EUPG¶
- class morl_baselines.single_policy.esr.eupg.EUPG(env: Env, scalarization: Callable[[ndarray, ndarray], float], weights: ndarray = array([1., 1.]), id: int | None = None, buffer_size: int = 100000, net_arch: List = [50], gamma: float = 0.99, learning_rate: float = 0.001, project_name: str = 'MORL-Baselines', experiment_name: str = 'EUPG', wandb_entity: str | None = None, log: bool = True, log_every: int = 1000, device: device | str = 'auto', seed: int | None = None, parent_rng: Generator | None = None)¶
Expected Utility Policy Gradient Algorithm.
The idea is to condition the network on the accrued reward and to scalarize the rewards based on the episodic return (accrued + future rewards) Paper: D. Roijers, D. Steckelmacher, and A. Nowe, Multi-objective Reinforcement Learning for the Expected Utility of the Return. 2018.
Initialize the EUPG algorithm.
- Parameters:
env – Environment
scalarization – Scalarization function to use (can be non-linear)
weights – Weights to use for the scalarization function
id – Id of the agent (for logging)
buffer_size – Size of the replay buffer
net_arch – Number of units per layer
gamma – Discount factor
learning_rate – Learning rate (alpha)
project_name – Name of the project (for logging)
experiment_name – Name of the experiment (for logging)
wandb_entity – Entity to use for wandb
log – Whether to log or not
log_every – Log every n episodes
device – Device to use for NN. Can be “cpu”, “cuda” or “auto”.
seed – Seed for the random number generator
parent_rng – Parent random number generator (for reproducibility)
- eval(obs: ndarray, accrued_reward: ndarray | None) int | ndarray ¶
Gives the best action for the given observation.
- Parameters:
obs (np.array) – Observation
w (optional np.array) – weight for scalarization
- Returns:
np.array or int – Action
- get_buffer()¶
Returns a pointer to the replay buffer.
- get_config() dict ¶
Generates dictionary of the algorithm parameters configuration.
- Returns:
dict – Config
- get_policy_net() Module ¶
Returns the weights of the policy net.
- set_buffer(buffer)¶
Sets the buffer to the passed buffer.
- Parameters:
buffer – new buffer (potentially shared)
- set_weights(weights: ndarray)¶
Sets new weights.
- Parameters:
weights – the new weights to use in scalarization.

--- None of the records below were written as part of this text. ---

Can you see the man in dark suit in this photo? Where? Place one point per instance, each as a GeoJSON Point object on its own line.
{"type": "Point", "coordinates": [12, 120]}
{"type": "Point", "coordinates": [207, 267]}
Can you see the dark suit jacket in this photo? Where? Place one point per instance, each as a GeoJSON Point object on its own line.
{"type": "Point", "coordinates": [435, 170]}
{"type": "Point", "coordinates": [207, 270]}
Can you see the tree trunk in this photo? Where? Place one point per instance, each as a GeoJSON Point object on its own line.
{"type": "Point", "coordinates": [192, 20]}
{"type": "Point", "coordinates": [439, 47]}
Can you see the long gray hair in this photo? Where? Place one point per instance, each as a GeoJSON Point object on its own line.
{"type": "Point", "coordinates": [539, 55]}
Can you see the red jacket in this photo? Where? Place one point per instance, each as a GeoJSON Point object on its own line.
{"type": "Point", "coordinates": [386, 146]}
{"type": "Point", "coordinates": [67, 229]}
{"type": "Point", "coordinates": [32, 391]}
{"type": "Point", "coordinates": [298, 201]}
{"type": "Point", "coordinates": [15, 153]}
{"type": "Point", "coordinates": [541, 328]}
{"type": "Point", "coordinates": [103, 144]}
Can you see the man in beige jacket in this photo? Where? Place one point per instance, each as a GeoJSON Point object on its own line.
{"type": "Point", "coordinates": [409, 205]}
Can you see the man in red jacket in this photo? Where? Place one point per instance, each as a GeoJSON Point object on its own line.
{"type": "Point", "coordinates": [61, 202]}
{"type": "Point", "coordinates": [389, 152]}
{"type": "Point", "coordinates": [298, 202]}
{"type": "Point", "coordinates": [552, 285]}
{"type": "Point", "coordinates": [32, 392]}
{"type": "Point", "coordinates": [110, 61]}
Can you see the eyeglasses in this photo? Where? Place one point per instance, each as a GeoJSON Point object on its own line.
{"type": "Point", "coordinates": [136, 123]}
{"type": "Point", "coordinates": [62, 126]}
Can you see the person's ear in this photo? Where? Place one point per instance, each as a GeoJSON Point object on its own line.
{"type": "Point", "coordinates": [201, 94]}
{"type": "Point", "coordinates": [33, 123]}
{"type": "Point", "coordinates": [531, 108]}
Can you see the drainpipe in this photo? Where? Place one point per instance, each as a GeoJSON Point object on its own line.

- train(total_timesteps: int, eval_env: Env | None = None, eval_freq: int = 1000, start_time=None)¶
Train the agent.
- Parameters:
total_timesteps – Number of timesteps to train for
eval_env – Environment to run policy evaluation on
eval_freq – Frequency of policy evaluation
start_time – Start time of the training (for SPS)
- update()¶
Update algorithm’s parameters (e.g. using experiences from the buffer).